Polycarpe n'avait pas perdu de vue les apôtres qu'il avait dirigés vers Lugdunum pour y prêcher l'évangile. Cette jeune Église, fondée par Pothin, son disciple, dans la ville de Plancus, ne lui inspirait pas un intérêt moindre que celle de Smyrne : c'étaient deux branches d'une même famille qu'il embrassait dans un amour égal. Au moyen des nouvelles que lui apportaient des courriers ou des marchands chrétiens venus à Smyrne des bords du Rhône, Polycarpe suivait avec une sollicitude paternelle les progrès de la chrétienté lugdunaise ; il applaudissait à ses succès, s'inquiétait de ses dangers, prêt à lui venir en aide autrement que par des vœux et des prières.

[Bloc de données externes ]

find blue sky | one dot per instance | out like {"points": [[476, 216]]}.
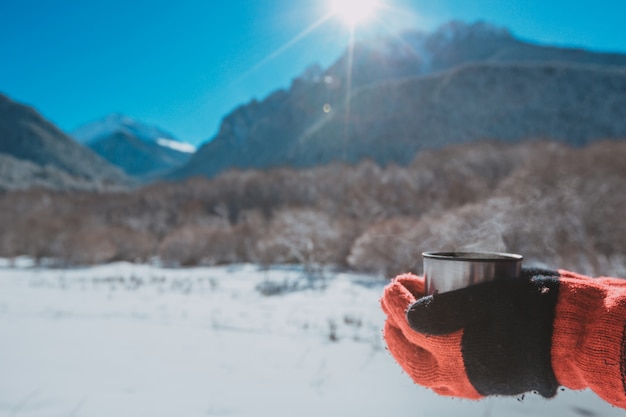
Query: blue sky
{"points": [[184, 65]]}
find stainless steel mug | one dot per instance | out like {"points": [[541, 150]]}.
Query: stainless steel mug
{"points": [[447, 271]]}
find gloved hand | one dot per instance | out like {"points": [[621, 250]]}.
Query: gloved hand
{"points": [[508, 337]]}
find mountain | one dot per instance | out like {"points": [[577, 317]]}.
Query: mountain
{"points": [[422, 90], [36, 152], [141, 151]]}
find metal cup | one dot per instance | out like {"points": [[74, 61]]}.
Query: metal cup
{"points": [[447, 271]]}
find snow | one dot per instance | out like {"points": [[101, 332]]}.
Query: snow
{"points": [[114, 123], [139, 340], [176, 145]]}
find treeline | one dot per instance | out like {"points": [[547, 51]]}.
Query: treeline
{"points": [[558, 206]]}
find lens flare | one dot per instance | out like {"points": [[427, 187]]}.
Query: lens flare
{"points": [[353, 12]]}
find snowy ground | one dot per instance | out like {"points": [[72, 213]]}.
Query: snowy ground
{"points": [[138, 340]]}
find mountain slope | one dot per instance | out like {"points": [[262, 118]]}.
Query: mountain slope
{"points": [[142, 151], [26, 135], [391, 121], [283, 128]]}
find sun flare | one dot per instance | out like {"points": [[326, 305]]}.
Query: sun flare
{"points": [[353, 12]]}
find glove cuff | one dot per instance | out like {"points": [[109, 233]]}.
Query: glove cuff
{"points": [[589, 339]]}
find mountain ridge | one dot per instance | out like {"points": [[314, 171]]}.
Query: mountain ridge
{"points": [[264, 134], [142, 151], [25, 135]]}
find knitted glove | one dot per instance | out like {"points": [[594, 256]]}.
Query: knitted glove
{"points": [[508, 337]]}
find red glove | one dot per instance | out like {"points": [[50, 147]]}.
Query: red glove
{"points": [[507, 337]]}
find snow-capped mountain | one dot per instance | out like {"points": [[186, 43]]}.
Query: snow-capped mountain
{"points": [[36, 153], [460, 83], [143, 151]]}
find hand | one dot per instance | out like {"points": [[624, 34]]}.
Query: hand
{"points": [[486, 339]]}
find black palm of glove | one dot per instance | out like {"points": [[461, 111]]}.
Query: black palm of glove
{"points": [[507, 331]]}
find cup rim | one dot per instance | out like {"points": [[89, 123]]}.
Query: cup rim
{"points": [[473, 256]]}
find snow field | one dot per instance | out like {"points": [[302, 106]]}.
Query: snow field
{"points": [[139, 340]]}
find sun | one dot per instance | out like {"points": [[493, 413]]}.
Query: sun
{"points": [[353, 12]]}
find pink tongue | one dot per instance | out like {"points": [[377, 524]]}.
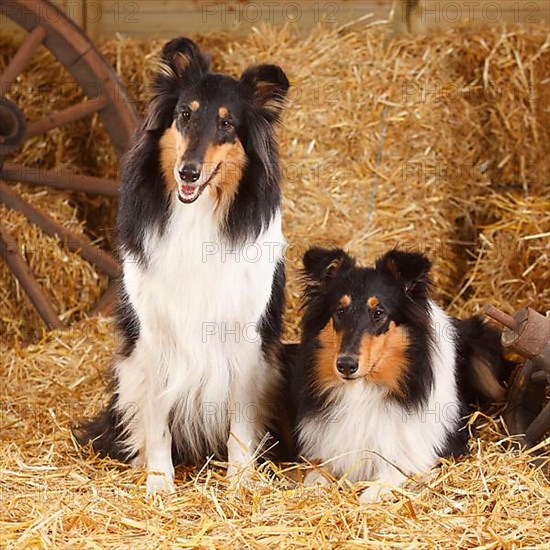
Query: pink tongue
{"points": [[188, 189]]}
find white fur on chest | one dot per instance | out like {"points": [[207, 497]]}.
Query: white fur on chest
{"points": [[199, 302], [365, 434]]}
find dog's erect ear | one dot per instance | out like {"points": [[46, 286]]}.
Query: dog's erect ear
{"points": [[267, 86], [321, 265], [410, 269], [182, 59]]}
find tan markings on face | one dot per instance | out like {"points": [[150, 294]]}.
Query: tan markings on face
{"points": [[231, 160], [383, 358], [331, 342], [373, 301], [345, 300], [172, 147]]}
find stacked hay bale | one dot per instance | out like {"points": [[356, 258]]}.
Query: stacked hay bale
{"points": [[402, 144], [449, 182]]}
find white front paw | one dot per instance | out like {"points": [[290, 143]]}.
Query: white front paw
{"points": [[375, 493], [158, 482]]}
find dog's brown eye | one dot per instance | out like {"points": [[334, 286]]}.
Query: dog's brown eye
{"points": [[377, 314]]}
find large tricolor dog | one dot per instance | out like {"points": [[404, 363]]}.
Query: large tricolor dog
{"points": [[199, 320], [384, 376]]}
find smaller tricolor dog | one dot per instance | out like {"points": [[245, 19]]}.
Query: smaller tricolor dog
{"points": [[384, 377]]}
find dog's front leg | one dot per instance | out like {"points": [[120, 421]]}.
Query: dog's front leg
{"points": [[158, 447], [144, 406], [246, 423]]}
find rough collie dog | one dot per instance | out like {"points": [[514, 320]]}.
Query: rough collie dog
{"points": [[199, 229], [384, 377]]}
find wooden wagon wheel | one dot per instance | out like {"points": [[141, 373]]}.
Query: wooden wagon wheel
{"points": [[47, 26]]}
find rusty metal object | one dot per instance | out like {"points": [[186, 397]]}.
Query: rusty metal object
{"points": [[47, 26], [13, 127], [527, 333]]}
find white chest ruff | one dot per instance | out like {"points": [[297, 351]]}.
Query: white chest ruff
{"points": [[199, 303], [364, 435]]}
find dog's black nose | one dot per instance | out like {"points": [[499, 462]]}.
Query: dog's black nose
{"points": [[347, 365], [190, 172]]}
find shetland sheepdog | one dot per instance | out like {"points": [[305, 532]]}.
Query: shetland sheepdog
{"points": [[384, 377], [199, 229]]}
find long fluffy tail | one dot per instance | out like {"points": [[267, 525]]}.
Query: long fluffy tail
{"points": [[105, 432], [482, 368]]}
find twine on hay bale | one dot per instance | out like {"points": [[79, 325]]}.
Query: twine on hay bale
{"points": [[54, 494]]}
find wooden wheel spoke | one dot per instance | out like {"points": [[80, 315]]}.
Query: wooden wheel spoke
{"points": [[76, 243], [23, 55], [9, 251], [60, 179], [71, 114]]}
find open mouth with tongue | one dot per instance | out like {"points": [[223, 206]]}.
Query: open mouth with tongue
{"points": [[188, 193]]}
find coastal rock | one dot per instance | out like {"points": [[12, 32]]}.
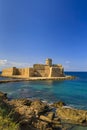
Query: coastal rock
{"points": [[58, 104], [39, 107], [3, 96], [72, 115]]}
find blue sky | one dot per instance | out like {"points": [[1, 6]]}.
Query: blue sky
{"points": [[33, 30]]}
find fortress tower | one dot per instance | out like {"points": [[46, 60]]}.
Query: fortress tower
{"points": [[49, 62]]}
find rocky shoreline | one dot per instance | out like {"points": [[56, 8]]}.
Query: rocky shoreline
{"points": [[38, 115]]}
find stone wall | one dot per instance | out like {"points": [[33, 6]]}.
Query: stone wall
{"points": [[41, 70], [9, 71], [56, 72], [38, 70]]}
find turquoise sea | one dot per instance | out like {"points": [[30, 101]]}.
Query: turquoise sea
{"points": [[72, 92]]}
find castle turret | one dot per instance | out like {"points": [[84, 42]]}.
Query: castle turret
{"points": [[49, 62]]}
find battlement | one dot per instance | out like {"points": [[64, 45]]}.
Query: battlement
{"points": [[38, 70]]}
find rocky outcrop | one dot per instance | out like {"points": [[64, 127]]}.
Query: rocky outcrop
{"points": [[37, 115], [72, 115], [58, 104]]}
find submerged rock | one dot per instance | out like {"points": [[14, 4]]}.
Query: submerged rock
{"points": [[58, 104], [72, 115], [3, 96], [38, 115]]}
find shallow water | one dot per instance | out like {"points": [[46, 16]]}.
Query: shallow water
{"points": [[72, 92]]}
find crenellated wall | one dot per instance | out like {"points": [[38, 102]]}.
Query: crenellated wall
{"points": [[38, 70], [41, 70]]}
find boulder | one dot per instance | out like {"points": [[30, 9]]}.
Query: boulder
{"points": [[39, 107], [58, 104], [3, 96], [73, 115]]}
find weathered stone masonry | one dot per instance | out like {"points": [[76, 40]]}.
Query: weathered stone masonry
{"points": [[38, 70]]}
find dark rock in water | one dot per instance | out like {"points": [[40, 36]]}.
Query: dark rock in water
{"points": [[73, 115], [58, 104], [3, 96], [38, 115], [39, 107]]}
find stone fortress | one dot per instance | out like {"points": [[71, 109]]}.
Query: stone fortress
{"points": [[38, 70]]}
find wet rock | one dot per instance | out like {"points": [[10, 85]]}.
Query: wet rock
{"points": [[51, 115], [58, 104], [3, 96], [73, 115], [39, 107]]}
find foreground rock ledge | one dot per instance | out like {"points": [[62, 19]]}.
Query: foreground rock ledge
{"points": [[37, 115]]}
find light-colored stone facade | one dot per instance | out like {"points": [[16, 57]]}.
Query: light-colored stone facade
{"points": [[38, 70]]}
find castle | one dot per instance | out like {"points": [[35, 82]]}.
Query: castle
{"points": [[38, 70]]}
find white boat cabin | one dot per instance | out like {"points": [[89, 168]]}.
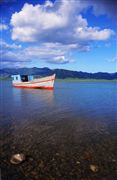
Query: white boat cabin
{"points": [[22, 78]]}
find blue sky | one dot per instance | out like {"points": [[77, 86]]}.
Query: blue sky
{"points": [[70, 34]]}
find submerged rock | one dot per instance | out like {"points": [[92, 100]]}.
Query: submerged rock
{"points": [[17, 158], [94, 168]]}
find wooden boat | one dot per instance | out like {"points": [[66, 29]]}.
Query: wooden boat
{"points": [[25, 81]]}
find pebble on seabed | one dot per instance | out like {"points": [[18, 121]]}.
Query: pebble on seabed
{"points": [[94, 168], [17, 158]]}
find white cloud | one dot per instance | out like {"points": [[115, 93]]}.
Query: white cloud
{"points": [[60, 22], [5, 45], [114, 59], [89, 33], [3, 27]]}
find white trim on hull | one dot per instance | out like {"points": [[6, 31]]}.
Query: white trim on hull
{"points": [[41, 83]]}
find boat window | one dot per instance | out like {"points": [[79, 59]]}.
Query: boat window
{"points": [[24, 78]]}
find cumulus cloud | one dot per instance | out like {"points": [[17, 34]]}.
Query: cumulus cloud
{"points": [[114, 59], [5, 45], [101, 7], [55, 53], [3, 27], [60, 22]]}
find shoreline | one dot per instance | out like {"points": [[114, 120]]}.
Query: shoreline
{"points": [[73, 80]]}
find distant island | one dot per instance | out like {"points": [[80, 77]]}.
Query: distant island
{"points": [[60, 73]]}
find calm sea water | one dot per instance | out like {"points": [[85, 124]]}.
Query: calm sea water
{"points": [[75, 118]]}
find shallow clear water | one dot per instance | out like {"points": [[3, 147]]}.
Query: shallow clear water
{"points": [[75, 119]]}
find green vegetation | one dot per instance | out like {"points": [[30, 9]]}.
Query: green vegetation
{"points": [[5, 78]]}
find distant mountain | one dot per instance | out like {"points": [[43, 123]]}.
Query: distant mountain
{"points": [[60, 73]]}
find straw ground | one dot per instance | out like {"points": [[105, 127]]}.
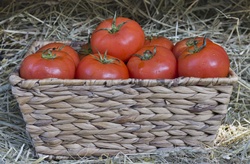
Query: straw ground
{"points": [[225, 22]]}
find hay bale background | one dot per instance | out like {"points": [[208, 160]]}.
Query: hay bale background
{"points": [[225, 22]]}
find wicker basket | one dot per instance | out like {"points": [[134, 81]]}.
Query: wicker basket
{"points": [[74, 118]]}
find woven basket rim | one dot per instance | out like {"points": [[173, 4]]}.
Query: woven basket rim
{"points": [[15, 79]]}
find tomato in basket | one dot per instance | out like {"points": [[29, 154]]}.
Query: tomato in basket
{"points": [[120, 37], [159, 41], [48, 64], [101, 66], [62, 47], [204, 60], [153, 62], [183, 44]]}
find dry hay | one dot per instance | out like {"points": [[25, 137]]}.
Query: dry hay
{"points": [[225, 22]]}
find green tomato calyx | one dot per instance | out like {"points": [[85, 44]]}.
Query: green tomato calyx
{"points": [[104, 59], [47, 54], [147, 55]]}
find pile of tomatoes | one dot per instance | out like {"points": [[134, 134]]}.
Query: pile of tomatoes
{"points": [[119, 49]]}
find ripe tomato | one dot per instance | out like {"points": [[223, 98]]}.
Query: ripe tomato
{"points": [[120, 37], [152, 62], [62, 47], [180, 46], [204, 60], [101, 66], [159, 41], [48, 64]]}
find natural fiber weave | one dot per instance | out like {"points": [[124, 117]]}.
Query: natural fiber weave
{"points": [[94, 117]]}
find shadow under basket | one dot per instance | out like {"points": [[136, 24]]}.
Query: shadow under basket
{"points": [[76, 118]]}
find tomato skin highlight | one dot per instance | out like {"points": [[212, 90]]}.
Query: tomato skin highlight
{"points": [[91, 68], [35, 66], [122, 43], [162, 65], [183, 44], [210, 62], [62, 47], [159, 41]]}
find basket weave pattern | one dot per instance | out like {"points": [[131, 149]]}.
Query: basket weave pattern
{"points": [[94, 117]]}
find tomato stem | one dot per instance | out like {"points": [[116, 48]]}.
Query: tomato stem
{"points": [[147, 55], [104, 59], [115, 28], [47, 54]]}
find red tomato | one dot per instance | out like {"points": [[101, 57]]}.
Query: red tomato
{"points": [[120, 37], [205, 60], [153, 63], [99, 66], [159, 41], [62, 47], [48, 64], [180, 46]]}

De leur côté, Pothin et ses auxiliaires tournaient souvent leurs pensées et leurs regards vers les rivages asiatiques, quittés par eux sans retour. Non contents de demeurer avec Polycarpe en communion de doctrine et de charité, ils entretenaient une correspondance suivie avec ce pontife, autrefois leur pasteur et leur maitre. En retour, il en recevaient par lettres les sages conseils, les encouragements sympathiques, les consolations au besoin. Grâce à ce commerce épistolaire, les premiers apôtres de Lugdunum, rameaux détachés de l'Église de Smyrne, avaient toute facilité de conserver dans toute sa pureté la sève qu'ils avaient puisée sur ce tronc apostolique, d'en augmenter la vigueur et la puissance. Ils comptaient sur cette Église-mère ; ils savaient que leur voix éveillerait un écho de profonde sympathie au cœur de Polycarpe, qu'ils trouveraient en lui, avec une puissante intercession auprès de Dieu, des secours de tout genre pour le développement et la consolidation de leur œuvre.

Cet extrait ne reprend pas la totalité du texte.